UPDATE 1-Keyera, Kinder Morgan to build new Canada crude-by-rail terminal
CALGARY, Alberta, July 30 (Reuters) - Keyera Corp and Kinder Morgan Energy Partners LP announced on Tuesday a $98 million joint venture to build a crude oil rail-loading terminal in Edmonton, Alberta, one of the main storage hubs for Canada's oil sands.
The project is the latest development to cater to the growing demand among Canadian producers, frustrated by apportionment on congested pipelines, to use railways to export crude south to U.S. markets.
"The Alberta Crude Terminal is a great strategic fit with our expanding Edmonton terminal hub and is a very important part of our growing crude by rail terminal network," said Bill Henderson, vice president for Kinder Morgan Canada Terminals.
Midstream operator Keyera said the 50-50 joint venture rail-loading facility will be able to load about 40,000 barrels per day of crude oil and deliver to refineries anywhere in North America.

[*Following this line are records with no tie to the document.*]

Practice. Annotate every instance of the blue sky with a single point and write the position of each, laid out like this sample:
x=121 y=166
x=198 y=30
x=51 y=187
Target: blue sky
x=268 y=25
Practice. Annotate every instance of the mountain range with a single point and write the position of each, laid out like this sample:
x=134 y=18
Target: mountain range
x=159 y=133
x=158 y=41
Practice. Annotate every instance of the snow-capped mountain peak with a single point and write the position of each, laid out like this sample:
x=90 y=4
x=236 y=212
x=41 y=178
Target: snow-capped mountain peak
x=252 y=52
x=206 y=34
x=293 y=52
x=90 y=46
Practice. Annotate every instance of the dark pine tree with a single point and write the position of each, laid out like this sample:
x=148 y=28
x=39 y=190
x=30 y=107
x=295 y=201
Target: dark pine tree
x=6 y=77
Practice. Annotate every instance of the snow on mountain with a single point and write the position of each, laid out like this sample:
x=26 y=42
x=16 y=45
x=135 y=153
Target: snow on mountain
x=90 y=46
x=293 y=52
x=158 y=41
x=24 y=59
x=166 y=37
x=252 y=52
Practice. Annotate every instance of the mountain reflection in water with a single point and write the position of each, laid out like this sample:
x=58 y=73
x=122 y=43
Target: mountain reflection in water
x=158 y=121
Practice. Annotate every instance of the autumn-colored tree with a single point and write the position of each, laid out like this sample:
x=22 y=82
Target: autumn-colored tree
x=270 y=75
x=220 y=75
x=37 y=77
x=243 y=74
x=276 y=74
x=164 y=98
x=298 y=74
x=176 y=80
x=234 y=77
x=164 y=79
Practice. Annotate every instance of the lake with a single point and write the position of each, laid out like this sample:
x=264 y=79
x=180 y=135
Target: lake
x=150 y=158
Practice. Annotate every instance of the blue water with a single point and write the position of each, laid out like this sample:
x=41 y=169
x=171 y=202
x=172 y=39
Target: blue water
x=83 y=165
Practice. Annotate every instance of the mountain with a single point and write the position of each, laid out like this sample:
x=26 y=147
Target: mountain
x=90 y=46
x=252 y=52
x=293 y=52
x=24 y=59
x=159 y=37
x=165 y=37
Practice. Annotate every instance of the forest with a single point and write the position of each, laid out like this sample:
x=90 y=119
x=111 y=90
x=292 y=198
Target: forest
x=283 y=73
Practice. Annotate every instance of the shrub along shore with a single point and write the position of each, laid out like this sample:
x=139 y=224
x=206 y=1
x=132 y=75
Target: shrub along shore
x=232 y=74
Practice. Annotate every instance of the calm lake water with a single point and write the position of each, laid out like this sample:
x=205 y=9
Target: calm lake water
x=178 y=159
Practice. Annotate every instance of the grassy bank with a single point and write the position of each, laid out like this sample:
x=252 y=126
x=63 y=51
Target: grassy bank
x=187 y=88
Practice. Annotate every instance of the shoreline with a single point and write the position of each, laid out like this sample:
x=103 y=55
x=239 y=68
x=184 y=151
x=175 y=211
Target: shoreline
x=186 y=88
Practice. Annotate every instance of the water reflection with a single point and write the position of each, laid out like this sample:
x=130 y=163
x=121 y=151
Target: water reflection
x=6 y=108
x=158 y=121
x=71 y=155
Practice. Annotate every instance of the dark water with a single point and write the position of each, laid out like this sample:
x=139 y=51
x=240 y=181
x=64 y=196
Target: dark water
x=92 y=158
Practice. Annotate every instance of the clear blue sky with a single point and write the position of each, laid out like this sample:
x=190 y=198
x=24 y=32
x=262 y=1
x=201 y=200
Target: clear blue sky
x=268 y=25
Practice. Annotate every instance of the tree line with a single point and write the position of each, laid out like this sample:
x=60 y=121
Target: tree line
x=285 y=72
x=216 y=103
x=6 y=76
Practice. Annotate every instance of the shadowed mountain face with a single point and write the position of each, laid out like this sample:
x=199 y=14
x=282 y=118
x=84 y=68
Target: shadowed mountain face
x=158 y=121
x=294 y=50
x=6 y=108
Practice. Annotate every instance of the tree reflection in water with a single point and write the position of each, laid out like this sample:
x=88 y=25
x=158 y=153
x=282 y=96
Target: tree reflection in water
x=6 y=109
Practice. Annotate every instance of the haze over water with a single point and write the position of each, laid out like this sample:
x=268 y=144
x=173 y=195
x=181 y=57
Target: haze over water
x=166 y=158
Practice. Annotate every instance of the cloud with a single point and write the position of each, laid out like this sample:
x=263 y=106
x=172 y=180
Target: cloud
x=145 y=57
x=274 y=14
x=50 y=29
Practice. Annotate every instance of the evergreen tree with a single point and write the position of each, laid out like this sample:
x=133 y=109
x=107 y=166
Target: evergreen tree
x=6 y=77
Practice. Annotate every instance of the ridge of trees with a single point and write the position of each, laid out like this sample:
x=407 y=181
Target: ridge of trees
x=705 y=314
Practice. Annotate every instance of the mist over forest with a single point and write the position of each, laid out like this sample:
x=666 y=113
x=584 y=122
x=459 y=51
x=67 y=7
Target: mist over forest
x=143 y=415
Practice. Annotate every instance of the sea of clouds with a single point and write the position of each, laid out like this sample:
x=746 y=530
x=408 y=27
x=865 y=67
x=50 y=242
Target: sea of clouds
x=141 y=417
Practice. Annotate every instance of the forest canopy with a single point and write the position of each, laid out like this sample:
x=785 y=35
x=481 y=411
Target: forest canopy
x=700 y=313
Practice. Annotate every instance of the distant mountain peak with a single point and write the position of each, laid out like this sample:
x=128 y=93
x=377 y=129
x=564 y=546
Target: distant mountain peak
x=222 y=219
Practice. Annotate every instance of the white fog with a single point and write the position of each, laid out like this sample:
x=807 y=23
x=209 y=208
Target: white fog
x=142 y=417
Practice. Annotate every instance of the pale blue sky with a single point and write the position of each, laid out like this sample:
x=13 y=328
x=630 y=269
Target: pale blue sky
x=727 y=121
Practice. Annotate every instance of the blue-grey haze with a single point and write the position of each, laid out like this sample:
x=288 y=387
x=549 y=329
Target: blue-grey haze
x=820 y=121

The companies are targeting the second quarter of 2014 for the commissioning of the new terminal, which could be expanded by an extra 125,000 bpd of crude loading capacity depending on customer support.
"Kinder Morgan's access to multiple crude streams, together with our location and facility capabilities, combines crude oil supply with the necessary infrastructure, land and rail connectivity to help address some of the crude oil delivery constraints currently being experienced by the Alberta energy sector," Keyera President and Chief Operating Officer David Smith said.
Both companies are planning modifications to their existing Edmonton facilities, including building new pipelines between terminals, to help deliver crude to the new Alberta Crude Terminal.
Keyera's share of the cost of the Alberta crude terminal is expected to be about $65 million, while pipeline company Kinder Morgan is expected to spend $33 million.
The construction of the terminal, which will be served by both Canadian Pacific Railway and Canadian National Railway, is underpinned by a five-year agreement with a major refiner, Keyera said.